Observation Date: 01/18/2019
Stayed the weekend at Yurtski, lapped slopes below Morrell Mt Lookout.
1/18 – 1/20: 20+ cm new snow and actively snowing upon arrival at the yurt Friday. Sun never came out all weekend and it snowed on and off (at times heavily) Friday, Saturday, and Sunday. Temps in the upper 20F to Low 30F. Visibility was poor for most of the weekend. Sunday the clouds lifted enough to see prominent cornices formed on East side of the ridge.
1/18: Calm on Friday.
1/19: Saturday the wind picked up and we observed lots of new snow blowing and drifting above 7000′ – wind out of the west, loading up east facing slopes. We found small wind slabs just below the ridge on East facing slopes. Wind drifts filled in parts of our skin track near the lookout tower and drifted in the access road just uphill of the Alpine Yurt.
1/20: Wind was blowing again but out of the East. We observed snow being transported from East facing slopes to West facing slopes at the lookout tower (7800′).
New Snow: 12+”
We did not see any avalanche activity. We did observe small wind slabs forming just off the ridge below the Morrell Mt. lookout tower on east facing slopes. Snow depth was variable with SE facing slopes approximately 100cm deep and more sheltered E/NE facing slopes closer to 120 cm. New snow fell on a melt/freeze crust on SE slopes and was reactive (ECTP 20) in pits – unreactive in pits that lacked this crust. In shallower spots, there is a density change mid snowpack that failed w/o propagation (ECTN 22).
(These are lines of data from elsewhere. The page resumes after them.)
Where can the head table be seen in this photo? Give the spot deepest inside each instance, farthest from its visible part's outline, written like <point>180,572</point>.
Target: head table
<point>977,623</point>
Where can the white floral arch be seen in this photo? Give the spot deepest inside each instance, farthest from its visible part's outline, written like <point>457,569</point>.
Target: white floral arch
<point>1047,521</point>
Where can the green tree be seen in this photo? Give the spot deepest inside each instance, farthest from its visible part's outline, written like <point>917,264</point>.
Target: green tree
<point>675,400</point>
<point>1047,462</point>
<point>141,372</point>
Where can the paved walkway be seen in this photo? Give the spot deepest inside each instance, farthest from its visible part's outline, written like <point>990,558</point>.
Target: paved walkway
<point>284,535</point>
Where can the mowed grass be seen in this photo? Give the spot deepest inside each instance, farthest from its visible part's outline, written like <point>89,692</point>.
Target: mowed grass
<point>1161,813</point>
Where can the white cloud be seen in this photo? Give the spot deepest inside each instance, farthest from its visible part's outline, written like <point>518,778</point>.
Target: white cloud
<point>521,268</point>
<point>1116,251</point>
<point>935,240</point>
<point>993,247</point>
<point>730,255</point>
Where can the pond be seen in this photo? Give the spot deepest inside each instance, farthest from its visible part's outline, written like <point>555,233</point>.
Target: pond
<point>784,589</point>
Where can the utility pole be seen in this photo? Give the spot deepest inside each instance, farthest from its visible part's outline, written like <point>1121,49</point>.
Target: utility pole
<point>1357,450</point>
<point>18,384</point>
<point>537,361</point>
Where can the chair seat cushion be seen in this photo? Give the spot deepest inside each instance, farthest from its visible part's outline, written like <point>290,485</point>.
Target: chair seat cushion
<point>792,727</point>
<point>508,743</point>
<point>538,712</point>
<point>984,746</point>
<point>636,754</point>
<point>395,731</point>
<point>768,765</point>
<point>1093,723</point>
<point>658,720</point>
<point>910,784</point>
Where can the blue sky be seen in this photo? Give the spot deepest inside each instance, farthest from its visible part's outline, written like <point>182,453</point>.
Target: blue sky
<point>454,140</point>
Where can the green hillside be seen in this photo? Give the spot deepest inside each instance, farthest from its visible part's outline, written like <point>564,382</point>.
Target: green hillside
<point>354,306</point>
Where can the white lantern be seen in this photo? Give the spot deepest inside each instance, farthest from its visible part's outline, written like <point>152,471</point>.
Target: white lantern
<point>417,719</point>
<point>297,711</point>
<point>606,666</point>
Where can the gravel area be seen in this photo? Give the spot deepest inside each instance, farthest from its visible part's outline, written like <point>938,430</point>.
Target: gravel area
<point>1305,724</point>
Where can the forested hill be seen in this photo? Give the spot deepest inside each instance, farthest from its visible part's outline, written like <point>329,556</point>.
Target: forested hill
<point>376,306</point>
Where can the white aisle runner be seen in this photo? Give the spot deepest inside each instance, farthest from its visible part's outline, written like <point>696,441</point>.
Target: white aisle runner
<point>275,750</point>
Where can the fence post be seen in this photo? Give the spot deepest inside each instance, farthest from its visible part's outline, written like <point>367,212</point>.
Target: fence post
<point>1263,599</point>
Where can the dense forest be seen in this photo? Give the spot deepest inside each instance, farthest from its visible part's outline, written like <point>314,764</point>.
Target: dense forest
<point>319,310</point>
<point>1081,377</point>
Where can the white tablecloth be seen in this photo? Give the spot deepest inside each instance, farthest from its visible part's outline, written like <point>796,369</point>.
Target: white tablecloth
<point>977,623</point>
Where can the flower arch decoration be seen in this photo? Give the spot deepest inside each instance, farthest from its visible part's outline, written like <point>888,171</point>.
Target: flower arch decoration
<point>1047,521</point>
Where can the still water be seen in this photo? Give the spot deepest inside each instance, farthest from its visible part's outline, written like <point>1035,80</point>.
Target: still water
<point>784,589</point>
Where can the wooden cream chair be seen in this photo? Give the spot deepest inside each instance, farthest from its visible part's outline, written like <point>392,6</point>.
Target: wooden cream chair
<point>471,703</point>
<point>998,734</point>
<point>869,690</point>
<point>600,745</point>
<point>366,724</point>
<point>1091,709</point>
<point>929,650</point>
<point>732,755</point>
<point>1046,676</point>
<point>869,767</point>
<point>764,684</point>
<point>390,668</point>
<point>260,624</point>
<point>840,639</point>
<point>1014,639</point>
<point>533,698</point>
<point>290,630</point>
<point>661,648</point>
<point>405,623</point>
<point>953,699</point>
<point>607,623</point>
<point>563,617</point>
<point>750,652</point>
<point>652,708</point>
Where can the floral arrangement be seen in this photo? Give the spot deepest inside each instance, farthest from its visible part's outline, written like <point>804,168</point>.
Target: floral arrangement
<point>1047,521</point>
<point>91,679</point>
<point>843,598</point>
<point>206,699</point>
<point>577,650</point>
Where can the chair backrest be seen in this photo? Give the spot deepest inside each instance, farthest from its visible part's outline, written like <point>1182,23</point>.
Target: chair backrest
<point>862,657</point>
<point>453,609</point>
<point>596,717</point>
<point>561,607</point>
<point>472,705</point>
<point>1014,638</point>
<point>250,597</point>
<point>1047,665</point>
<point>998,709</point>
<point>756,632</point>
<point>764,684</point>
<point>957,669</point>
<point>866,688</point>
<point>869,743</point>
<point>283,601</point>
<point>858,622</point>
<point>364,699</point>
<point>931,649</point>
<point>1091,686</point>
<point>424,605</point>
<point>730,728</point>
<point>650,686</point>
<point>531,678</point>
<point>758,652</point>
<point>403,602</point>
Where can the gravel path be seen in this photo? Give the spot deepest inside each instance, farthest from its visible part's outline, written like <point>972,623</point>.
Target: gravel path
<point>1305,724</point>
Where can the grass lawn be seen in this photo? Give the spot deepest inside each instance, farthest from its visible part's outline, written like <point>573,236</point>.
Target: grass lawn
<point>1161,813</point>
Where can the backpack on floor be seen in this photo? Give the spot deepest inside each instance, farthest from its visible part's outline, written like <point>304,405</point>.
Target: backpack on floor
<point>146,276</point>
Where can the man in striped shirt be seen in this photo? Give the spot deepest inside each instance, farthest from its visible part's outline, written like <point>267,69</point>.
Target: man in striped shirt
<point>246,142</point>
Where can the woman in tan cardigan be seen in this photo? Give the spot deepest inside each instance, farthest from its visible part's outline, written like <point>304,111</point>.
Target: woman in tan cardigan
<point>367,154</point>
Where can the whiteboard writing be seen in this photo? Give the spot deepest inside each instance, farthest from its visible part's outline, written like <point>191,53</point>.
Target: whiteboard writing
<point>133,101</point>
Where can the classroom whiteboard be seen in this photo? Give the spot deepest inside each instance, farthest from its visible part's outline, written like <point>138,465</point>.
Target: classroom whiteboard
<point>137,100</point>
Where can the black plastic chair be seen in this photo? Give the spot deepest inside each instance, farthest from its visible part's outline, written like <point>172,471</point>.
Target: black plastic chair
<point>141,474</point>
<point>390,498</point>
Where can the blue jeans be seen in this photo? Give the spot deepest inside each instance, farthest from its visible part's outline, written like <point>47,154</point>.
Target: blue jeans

This layer also took quite a bit of force for it to fail (w/o propagation) in deeper snowpack.
Shallow spots in the snowpack had approxomately 20cm of large grain depth hoar that failed with moderate force – we did not get this layer to propagate.
Overall snowpack structure is pretty rotten in shallow spots – moderately better where the snow was deeper and didn’t have the melt/freeze crust. The wind was actively transporting snow Saturday and Sunday and loading east and west facing slopes.
With the increase in wind, over a foot of new snow adding weight to the snowpack, variable snowpack depth, and rotten structure; things are pretty spooky out there. We intentionally avoided SE and S facing slopes, start zones, runouts, and terrain adjacent to this suspect terrain. We stayed entirely on E/NE facing slopes with a deeper snowpack all weekend and skied slope angles 30-32 degrees. We found great powder skiing in low angle trees.